Figure 11 Design principle of floating ball valve seats

(a) Before inspection and modification (b) After inspection and modification

Figure 12 Correction of fire step depth

Figure 13 The matching valve seat ring size

For the faulty valve in reason (3), a 5.5 MPa high-pressure pneumatic actuator is used, causing rapid valve actuation that generates significant stress and shear forces on the friction surface, leading to the sealing ring being scraped and severed by the ball. The proposed solution is to measure the chamfer size of the ball. If the chamfer does not conform to the design specifications, a new ball that meets the requirements should be procured.
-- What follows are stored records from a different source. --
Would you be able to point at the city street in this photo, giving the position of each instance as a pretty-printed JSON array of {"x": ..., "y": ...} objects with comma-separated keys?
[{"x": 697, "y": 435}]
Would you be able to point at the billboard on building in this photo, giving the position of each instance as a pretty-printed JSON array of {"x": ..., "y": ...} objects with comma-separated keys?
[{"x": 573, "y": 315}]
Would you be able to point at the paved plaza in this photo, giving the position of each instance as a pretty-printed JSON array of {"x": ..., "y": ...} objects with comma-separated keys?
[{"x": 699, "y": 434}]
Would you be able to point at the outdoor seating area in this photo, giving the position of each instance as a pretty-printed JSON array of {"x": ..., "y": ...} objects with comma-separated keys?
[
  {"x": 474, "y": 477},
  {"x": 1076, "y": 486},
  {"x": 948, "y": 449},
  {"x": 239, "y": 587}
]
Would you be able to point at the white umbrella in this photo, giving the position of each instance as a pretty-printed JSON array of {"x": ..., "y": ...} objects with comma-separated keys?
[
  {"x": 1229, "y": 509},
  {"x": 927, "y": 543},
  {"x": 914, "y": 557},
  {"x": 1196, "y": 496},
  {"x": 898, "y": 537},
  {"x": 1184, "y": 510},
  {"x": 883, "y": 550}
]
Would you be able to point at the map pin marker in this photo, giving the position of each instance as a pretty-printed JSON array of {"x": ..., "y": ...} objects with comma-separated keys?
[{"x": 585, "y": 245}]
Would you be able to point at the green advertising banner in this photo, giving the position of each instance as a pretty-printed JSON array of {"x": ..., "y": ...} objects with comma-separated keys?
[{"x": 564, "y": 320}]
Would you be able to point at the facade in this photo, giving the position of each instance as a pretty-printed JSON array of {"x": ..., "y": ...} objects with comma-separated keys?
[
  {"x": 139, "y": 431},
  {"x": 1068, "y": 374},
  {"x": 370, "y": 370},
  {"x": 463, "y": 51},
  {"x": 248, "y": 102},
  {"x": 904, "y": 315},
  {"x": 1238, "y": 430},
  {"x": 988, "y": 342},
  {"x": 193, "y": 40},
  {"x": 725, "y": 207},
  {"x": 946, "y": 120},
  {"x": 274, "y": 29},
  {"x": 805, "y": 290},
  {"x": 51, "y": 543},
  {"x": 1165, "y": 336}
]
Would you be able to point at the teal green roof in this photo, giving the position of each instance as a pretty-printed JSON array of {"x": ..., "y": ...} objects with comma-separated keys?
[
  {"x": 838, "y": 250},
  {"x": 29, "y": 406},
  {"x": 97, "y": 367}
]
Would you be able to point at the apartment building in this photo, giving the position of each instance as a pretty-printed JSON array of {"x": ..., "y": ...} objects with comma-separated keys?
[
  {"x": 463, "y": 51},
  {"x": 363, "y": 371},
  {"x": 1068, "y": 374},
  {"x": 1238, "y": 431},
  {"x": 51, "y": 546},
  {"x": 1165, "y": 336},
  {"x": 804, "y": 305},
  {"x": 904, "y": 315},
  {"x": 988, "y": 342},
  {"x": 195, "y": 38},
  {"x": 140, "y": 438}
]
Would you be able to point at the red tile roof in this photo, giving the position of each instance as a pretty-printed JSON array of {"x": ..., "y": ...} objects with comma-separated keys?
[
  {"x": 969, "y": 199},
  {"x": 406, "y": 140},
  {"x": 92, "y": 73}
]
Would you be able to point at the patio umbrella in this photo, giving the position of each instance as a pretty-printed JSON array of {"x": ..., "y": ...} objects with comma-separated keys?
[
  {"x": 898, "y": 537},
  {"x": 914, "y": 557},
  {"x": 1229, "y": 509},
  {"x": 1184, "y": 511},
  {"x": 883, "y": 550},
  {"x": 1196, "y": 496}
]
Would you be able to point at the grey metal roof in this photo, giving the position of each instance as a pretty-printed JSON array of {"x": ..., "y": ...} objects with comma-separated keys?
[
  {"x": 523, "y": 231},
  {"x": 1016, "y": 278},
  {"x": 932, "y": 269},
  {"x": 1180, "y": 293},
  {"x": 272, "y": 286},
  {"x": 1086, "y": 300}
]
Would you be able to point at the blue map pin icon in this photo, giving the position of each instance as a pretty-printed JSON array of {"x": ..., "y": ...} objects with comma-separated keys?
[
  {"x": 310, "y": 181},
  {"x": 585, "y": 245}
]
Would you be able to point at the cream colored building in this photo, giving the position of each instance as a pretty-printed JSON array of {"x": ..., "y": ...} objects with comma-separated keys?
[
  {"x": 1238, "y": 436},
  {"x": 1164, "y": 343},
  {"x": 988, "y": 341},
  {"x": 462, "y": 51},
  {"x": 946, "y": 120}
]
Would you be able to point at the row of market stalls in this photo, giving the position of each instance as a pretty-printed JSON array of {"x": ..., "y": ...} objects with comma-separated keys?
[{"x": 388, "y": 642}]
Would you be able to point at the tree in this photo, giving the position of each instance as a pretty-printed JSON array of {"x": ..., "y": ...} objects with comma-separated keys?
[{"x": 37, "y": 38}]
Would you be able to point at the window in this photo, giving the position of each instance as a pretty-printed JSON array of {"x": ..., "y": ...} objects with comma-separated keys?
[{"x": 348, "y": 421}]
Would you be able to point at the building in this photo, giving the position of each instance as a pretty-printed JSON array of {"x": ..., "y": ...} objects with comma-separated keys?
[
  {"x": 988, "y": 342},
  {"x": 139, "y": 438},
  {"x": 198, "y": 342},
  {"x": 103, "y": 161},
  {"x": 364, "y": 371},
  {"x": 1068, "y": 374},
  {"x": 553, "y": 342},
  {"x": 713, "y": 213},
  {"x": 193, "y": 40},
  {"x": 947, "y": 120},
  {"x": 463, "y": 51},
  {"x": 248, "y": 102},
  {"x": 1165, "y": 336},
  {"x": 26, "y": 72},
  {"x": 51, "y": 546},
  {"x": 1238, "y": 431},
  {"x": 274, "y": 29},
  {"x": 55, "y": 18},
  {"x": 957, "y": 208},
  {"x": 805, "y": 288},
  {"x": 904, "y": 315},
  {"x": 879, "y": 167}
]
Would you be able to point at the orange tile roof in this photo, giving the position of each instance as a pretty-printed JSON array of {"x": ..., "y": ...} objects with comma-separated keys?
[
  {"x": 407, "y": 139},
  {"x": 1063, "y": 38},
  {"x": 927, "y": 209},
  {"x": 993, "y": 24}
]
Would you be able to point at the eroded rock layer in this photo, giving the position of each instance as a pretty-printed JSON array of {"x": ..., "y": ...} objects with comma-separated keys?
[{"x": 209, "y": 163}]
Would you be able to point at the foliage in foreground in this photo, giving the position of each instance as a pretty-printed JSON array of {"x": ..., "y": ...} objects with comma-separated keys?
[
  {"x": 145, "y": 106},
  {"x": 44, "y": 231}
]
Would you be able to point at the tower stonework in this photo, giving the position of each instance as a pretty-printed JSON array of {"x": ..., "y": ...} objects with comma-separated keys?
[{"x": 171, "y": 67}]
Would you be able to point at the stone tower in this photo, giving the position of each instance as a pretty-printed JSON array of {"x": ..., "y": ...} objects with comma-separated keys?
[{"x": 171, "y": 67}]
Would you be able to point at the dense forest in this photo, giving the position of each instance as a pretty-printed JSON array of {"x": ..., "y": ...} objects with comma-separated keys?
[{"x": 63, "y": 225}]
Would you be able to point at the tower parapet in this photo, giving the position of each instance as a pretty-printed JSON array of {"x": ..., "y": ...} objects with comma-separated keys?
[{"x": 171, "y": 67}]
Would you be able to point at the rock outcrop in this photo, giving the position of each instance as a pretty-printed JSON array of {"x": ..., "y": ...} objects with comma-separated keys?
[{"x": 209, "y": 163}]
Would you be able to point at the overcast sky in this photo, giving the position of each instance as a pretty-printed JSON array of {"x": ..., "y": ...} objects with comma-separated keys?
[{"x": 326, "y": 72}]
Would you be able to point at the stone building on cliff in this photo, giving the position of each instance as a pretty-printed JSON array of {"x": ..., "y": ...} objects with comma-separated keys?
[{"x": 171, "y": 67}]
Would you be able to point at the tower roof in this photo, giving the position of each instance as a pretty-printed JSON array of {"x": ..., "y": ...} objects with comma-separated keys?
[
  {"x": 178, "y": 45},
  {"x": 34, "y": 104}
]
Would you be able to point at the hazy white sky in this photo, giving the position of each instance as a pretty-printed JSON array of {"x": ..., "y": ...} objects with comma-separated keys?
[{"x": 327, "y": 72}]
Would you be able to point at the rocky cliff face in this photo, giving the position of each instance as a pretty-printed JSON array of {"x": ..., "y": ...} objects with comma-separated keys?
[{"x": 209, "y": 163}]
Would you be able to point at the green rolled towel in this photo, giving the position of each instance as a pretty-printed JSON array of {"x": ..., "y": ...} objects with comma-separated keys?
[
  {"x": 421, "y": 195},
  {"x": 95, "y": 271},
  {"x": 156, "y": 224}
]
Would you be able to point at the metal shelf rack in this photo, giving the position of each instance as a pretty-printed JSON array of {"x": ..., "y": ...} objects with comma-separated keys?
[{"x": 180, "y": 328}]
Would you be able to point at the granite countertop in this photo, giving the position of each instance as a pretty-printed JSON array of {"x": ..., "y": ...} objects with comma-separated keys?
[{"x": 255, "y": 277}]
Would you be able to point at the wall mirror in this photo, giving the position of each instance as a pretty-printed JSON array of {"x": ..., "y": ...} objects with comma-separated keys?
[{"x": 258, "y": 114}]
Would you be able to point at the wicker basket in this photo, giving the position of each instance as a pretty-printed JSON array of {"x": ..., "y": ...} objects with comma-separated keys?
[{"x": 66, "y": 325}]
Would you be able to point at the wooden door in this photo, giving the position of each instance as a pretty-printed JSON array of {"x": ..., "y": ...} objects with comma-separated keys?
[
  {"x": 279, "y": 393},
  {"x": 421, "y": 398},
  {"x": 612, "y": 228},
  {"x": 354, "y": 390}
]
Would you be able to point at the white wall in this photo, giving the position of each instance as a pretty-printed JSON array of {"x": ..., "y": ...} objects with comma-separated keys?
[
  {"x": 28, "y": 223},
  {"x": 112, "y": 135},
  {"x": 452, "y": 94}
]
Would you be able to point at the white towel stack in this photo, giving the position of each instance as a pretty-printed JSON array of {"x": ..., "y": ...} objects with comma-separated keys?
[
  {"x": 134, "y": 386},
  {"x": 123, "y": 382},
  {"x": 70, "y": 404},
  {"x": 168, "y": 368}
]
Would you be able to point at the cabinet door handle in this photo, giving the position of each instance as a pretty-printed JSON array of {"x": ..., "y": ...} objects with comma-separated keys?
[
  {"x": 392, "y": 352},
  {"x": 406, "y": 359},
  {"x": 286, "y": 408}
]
Based on the identified cause of the valve failure, the ongoing products and their corresponding design drawings were reviewed to confirm that the fireproof platform depth adequately protects the valve seat ring from being scraped out of the valve seat groove by the ball. Furthermore, workshop personnel and quality control staff received training on proper processing and measurement techniques for the valve body’s seat groove, with a focus on the importance of following design specifications. Each product in the workshop was inspected, and any out-of-tolerance dimensions were corrected by adjusting the valve seat ring. Additionally, the quality control department was directed to use specialized tools to measure the chamfer size of the balls in the warehouse. It was found that some ball chamfers did not conform to the design specifications. These non-conforming spheres were returned to the manufacturer for rework according to the design specifications. The modified valve was then tested by introducing nitrogen to raise the internal pressure to 5.5 MPa, maintaining this pressure for 10 minutes, during which no leakage occurred. The valve was then reconnected to the test system and successfully completed the 2500-cycle life test, demonstrating excellent sealing performance and meeting the product’s sealing requirements.

During a routine inspection of the filter on the propellant medium delivery pipeline of a liquid rocket test bench, excess material was found. The material was identified as the valve seat ring from the DN80-PN63 pneumatic fast-closing ball valve, which had been sheared off by the ball and entered the filter through the valve's outlet. An analysis of the valve’s structure, production drawings, and actual part dimensions revealed that the failure was due to an excessive gap between the valve seat ring and the valve body, as well as a shallow fire step, which led to inadequate fixation and protection of the valve seat ring. Additionally, the rapid opening and closing action of the pneumatic valve generated significant instantaneous stress and shear forces. The chamfer size of the ball mouth on the purchased ball should be strictly verified against the design specifications. After adjustments and optimization, the ball valve exhibited reliable sealing in the test system, with normal operation and excellent performance, ensuring the stable and reliable functioning of the test system.